Why is Beaujolais wine so popular?
Beaujolais wine is light-bodied and fresh. It typically exudes deep, rich tones of dark fruit and soft tannins. Earthy notes are followed by cinnamon undertones and the fruitiness of blackberry, cherry and raspberry. This versatile wine is wonderfully drinkable and can be paired with a wide range of foods to suit every occasion. Beaujolais wine is also typically affordably priced and widely accessible, making it the perfect wine choice for everyone.
Characteristics of the Gamay grape
The Gamay grape thrives in the granite soil of Beaujolais, these grapes ripen quicker than those of the pinot noir but still pose some challenges when growing and farming. 10,000 vines per hectare are planted densely in Beaujolais. The vines are cut low and pruned quite intensely. In many vineyards it isn’t practical for machinery to be used, so the harvesting is still completed by hand in traditional and much more labour intensive methods.
How do you drink Beaujolais?
Beaujolais wine is best served chilled. Serve in red wine glasses at a temperature of about 55 degrees Fahrenheit. This can be achieved by placing the wine in the refrigerator for 10-15 minutes. It is thought that Beaujolais wine is best when consumed within the first year or two of bottling. Some of the higher quality cru Beaujolais are capable of aging for up to ten years. However, Beaujolais Nouveau is low in tannins. This prevents it from aging well, so this wine should be consumed within 6 months of being bottled.
What are the three different quality levels of Beaujolais?
Beaujolais wine has three different levels of quality:
Beaujolais AOP – Beaujolais AOP accounts for the majority of Beaujolais nouveau and about half of all Beaujolais wine in general. Beaujolais AOP consists of all 96 winemaking villages and produces the more basic, well-rounded wines with a deliciously fruity flavour.
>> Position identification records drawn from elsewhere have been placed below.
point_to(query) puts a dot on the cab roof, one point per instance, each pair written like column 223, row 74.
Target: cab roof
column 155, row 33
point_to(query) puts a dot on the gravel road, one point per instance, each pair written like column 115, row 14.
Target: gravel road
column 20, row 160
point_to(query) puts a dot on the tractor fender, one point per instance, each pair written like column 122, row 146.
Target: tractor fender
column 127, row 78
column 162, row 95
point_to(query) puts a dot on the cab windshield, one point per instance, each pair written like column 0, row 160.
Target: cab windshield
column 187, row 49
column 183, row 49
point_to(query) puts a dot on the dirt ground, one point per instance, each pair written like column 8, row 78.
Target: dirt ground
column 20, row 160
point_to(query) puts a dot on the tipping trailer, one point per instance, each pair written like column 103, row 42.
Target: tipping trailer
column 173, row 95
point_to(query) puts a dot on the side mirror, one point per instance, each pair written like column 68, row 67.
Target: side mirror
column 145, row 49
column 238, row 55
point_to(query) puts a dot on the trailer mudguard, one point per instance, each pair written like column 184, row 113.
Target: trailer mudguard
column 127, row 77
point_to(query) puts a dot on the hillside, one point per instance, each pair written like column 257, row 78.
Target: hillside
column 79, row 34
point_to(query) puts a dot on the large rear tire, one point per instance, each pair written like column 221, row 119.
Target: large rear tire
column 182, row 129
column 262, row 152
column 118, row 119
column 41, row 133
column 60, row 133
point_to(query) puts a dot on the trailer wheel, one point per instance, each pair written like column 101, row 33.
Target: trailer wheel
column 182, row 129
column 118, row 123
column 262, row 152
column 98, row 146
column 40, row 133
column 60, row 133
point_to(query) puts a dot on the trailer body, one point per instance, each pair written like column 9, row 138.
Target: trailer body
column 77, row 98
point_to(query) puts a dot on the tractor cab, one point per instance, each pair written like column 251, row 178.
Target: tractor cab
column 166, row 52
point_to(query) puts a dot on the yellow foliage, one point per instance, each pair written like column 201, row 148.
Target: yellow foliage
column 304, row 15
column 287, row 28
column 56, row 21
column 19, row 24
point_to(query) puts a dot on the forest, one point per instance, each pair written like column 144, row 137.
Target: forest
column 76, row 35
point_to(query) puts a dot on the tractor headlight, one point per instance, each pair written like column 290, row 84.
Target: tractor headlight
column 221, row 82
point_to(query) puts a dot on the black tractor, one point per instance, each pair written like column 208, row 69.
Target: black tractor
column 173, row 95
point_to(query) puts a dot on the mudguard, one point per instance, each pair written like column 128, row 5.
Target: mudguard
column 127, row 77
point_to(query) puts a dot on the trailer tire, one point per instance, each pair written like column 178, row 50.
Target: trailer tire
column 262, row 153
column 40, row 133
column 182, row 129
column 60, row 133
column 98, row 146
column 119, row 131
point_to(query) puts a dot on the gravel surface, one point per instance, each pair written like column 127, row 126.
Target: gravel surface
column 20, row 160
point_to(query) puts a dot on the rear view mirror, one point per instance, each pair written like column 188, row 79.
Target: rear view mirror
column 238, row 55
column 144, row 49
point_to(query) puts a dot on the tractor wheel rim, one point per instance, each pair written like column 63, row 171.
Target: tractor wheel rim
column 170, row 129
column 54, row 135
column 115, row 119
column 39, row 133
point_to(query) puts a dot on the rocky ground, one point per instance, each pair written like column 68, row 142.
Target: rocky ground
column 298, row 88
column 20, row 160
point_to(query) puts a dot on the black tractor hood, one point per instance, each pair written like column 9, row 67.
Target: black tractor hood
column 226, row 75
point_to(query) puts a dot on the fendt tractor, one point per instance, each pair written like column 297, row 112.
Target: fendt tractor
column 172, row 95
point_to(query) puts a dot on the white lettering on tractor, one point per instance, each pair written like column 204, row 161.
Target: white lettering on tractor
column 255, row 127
Beaujolais-Villages AOC – these wines come from 39 villages with granite based soil. These offer mineral notes and a more sophisticated intensity and flavour. Village names will often be listed on the label.
Cru Beaujolais – There are many areas and individual villages which have their AOC. The top ten are: Chiroubles, Moulin-a-Vent, Juliénas, Chénas, Fleurie, Morgon, Régnié, Brouilly, Saint-Amour, and Côtes de Brouilly. With more complex personalities and depths, these wines age well. This makes them a safe bet for anyone seeking a high-quality Beaujolais wine.
What goes well with Beaujolais wine?
There are many excellent food pairings for Beaujolais wine. This versatile wine lends itself well to a number of different flavours and dishes. Beaujolais wine is exceptionally paired with white meats such as chicken and turkey. It has been widely hailed as the perfect wine for thanksgiving celebrations due to this.
When pairing Beaujolais wine with fish, choose good quality fatty fish such as tuna or salmon. Oysters and creamy pasta dishes are also a delicious match for some of the Cru Beaujolais varieties.
A good Beaujolais wine also pairs well with picnic snacks and charcuterie boards. Be sure to add creamy cheeses such as Camembert and Brie to your charcuterie board to help bring out the natural flavour of the wine.